[MDEV-445] Research MySQL 5.6 Global transaction IDs - Jira

Details

Type: Task
Status: Closed (View Workflow)
Priority: Major
Resolution: Fixed
Fix Version/s: None
Component/s: None
Labels:
None

Description

MySQL global transaction ID.

The feature is optional, needs to be enabled.

When enabled, every event group (aproximately == transaction) gets as the
first event a GTID_LOG_EVENT. This has a 128-bit server uuid and a 64-bit
sequence number, which together constitute a globally unique Gtid.

Per documentation, the usage is fairly simple from the user's point of
view. Slave remembers all Gtid's that it has applied, and sends this
information to master (it's compressed so it shouldn't grow unboundedly),
master automatically sends only new events to slave. Slave detects and skips
duplicate event (same Gtid). CHANGE MASTER TO ... MASTER_AUTO_POSITION=1

It is not clear to me if a new Gtid slave can be provisioned without stopping
the master for long periods - I did not find a way to specify a starting point
for CHANGE MASTER TO when using Gtid. Maybe one can provision new slaves by
stopping and copying an existing one.

When using Gtid, no changes to non-transactional tables are allowed! So
basically all replicated tables must be InnoDB (there are other less severe
restrictions also).

On a Gtid-configured slave, --log-slave-updates is mandatory. I think the
slave binlog is used to recover the set of Gtids already applied on the slave.

The code appears surprisingly unfinished, which makes understanding it
harder. It looks like parts of the initial design was dropped (or postponed?)
at a late state during implementation, and the extra code is still
there. Eg. I found many occurances of stuff like this, in
write_one_empty_group_to_cache():

/*
Apparently this code is not being called. We need to
investigate if this is a bug or this code is not
necessary. /Alfranio
*/
DBUG_ASSERT(0); /NOTREACHED/

See below for some more random examples.

The code maintains a lot of in-memory data structures containing Gtid and
other stuff. I'm still working on understanding what this is used for (and how
much of it is used).

It seems to me that the design is heabily influenced by the requirements of
the MySQL parallel slave feature.

There are a lot of new concepts refered to all over the code - it will be
necessary to first understand what they mean before the code can be grasped.
So I'm making a list of them.

Concepts:

Gtid: a pair of (SID, GNO) - globally unique identifier of a binlog group
(ie. transaction).

SID: Server UUID - 128 bit.

GNO: Group number - 64 bit. This is monotonically increasing. I think it is a
requirement that there be no holes in the sequence - slave will remember
forever any GNO not yet received waiting for it to arrive.

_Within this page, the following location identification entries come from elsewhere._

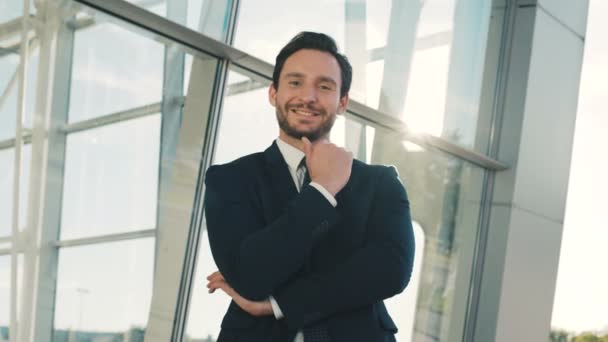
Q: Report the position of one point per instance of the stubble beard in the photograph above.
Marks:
(314, 135)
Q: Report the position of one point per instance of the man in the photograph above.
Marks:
(302, 260)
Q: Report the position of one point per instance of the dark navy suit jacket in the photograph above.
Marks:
(323, 265)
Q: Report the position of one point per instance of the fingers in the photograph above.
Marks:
(215, 276)
(222, 285)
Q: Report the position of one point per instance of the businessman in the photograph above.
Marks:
(308, 241)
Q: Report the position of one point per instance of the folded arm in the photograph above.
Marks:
(379, 270)
(256, 258)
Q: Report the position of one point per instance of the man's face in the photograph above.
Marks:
(308, 96)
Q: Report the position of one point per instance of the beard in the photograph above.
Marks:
(313, 135)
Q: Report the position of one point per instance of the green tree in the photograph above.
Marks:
(558, 336)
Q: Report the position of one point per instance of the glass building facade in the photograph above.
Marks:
(111, 111)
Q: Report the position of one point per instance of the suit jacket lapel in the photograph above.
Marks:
(278, 180)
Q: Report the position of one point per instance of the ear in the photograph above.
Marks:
(343, 104)
(272, 95)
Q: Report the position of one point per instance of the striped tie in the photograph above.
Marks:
(302, 174)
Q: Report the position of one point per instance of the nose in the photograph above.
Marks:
(308, 94)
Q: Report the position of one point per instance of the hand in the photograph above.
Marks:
(328, 165)
(217, 281)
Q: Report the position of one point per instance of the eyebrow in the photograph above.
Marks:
(321, 79)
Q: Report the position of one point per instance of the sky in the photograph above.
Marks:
(581, 299)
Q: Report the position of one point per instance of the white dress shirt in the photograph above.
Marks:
(293, 157)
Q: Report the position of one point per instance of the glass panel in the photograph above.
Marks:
(205, 16)
(10, 10)
(7, 159)
(104, 291)
(113, 70)
(5, 296)
(444, 194)
(238, 124)
(581, 300)
(421, 61)
(244, 95)
(111, 179)
(9, 84)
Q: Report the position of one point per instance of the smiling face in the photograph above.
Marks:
(307, 99)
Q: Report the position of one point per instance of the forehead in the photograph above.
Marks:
(312, 64)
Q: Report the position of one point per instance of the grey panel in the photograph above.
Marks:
(548, 125)
(572, 14)
(529, 277)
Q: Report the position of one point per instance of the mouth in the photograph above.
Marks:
(304, 112)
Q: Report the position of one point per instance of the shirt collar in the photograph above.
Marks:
(292, 155)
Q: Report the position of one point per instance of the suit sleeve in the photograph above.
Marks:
(378, 270)
(254, 257)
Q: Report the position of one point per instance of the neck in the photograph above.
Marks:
(297, 143)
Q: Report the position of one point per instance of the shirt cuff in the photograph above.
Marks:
(276, 310)
(325, 193)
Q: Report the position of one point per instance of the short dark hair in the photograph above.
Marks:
(314, 41)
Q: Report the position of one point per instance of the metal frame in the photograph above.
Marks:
(105, 238)
(185, 36)
(197, 227)
(16, 331)
(481, 241)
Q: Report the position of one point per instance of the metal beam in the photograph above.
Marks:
(187, 37)
(427, 42)
(105, 238)
(111, 118)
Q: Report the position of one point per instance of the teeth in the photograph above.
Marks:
(302, 112)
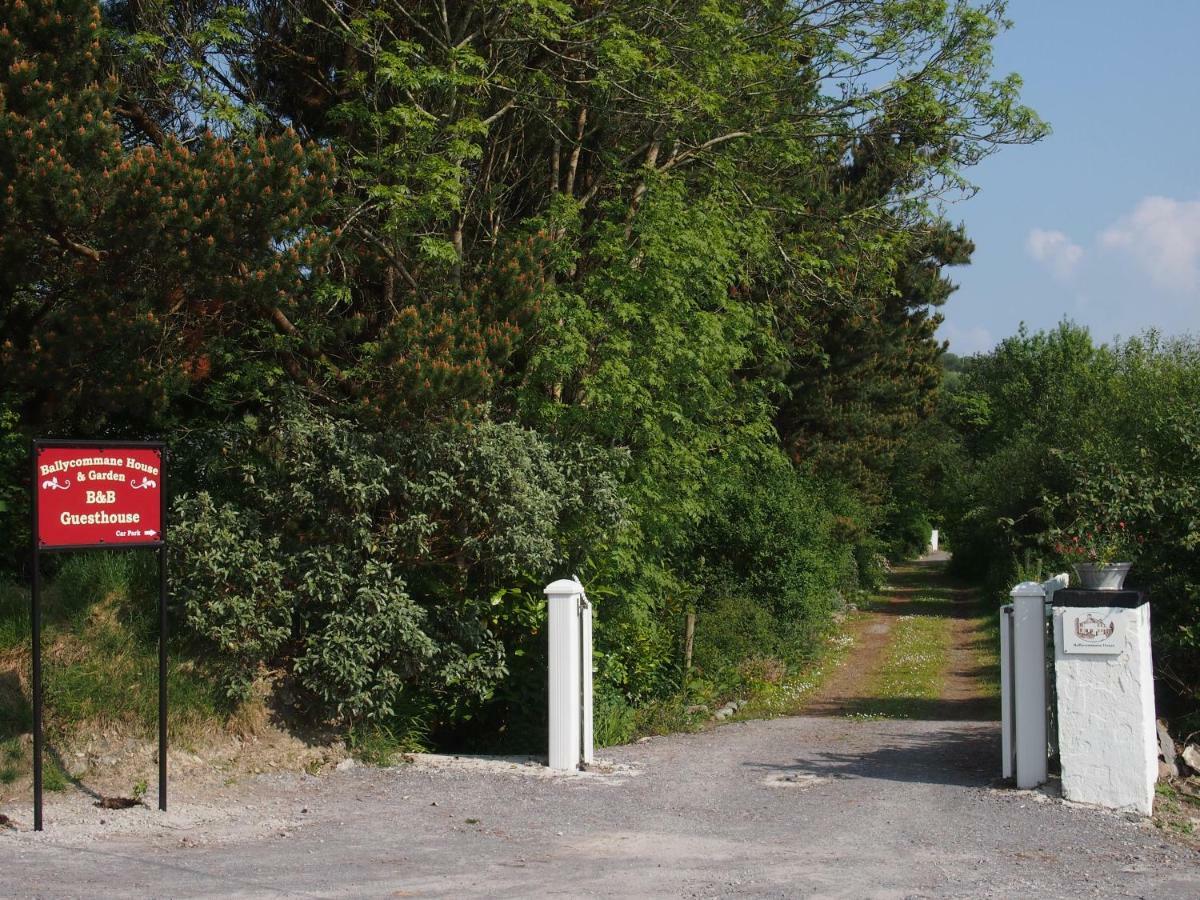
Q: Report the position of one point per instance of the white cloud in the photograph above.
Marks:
(965, 341)
(1164, 237)
(1059, 252)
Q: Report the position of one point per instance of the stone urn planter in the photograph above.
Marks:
(1102, 577)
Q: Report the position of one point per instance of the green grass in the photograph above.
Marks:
(100, 660)
(912, 672)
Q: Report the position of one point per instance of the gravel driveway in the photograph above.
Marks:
(799, 807)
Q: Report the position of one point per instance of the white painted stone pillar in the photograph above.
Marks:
(570, 675)
(1029, 683)
(1105, 684)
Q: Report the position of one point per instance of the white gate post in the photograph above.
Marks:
(570, 675)
(1030, 682)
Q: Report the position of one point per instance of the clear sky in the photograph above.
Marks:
(1101, 221)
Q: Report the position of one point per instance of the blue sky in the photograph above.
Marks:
(1101, 221)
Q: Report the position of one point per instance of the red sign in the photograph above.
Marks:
(97, 496)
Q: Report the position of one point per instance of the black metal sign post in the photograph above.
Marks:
(127, 510)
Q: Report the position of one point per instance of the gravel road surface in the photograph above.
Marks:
(799, 807)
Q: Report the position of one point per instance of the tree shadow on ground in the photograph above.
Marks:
(967, 757)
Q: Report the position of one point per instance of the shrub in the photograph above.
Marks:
(369, 563)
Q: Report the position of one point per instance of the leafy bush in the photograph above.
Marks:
(1098, 435)
(367, 563)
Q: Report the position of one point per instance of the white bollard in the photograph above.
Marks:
(1104, 677)
(570, 675)
(1029, 683)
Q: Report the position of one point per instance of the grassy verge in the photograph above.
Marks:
(100, 664)
(1177, 811)
(912, 672)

Gtid set: A set of Gtids, used in several places, eg. for the set of all Gtids
applied on a slave server. Such sets are represented as a list of
intervals (or something like that) - since normally a slave will have
applied all Gtids from start to current position (per server id), except
for perhaps a few ones still pending, this should be an efficient
representation.

automatic group: I think this is an event group that is logged to the binlog
with a Gtid with the next GNO in sequence (as opposed to a group logged by
a slave, which preserves the Gtid from the master).

anonymous group: This is used to refer to a group with has no Gtid, so it is
logged just with binlog file name and position.

SIDNO: This seems to be a 32-bit integer used internally to abstract a SID?

sid_map: This seems to be a map maintained to translate between SID and
sid_map. I wonder if the idea was to save memory (32 bit instead of 128)?
There is some indication that this is not used in current code, or only
partially used.

gtid_next: Session variable. AUTOMATIC means allocate the next GNO in
sequence, ANONYMOUS means not use Gtid, else it is the Gtid from the
master set by SQL thread (or mysqldump) to preserve Gtid.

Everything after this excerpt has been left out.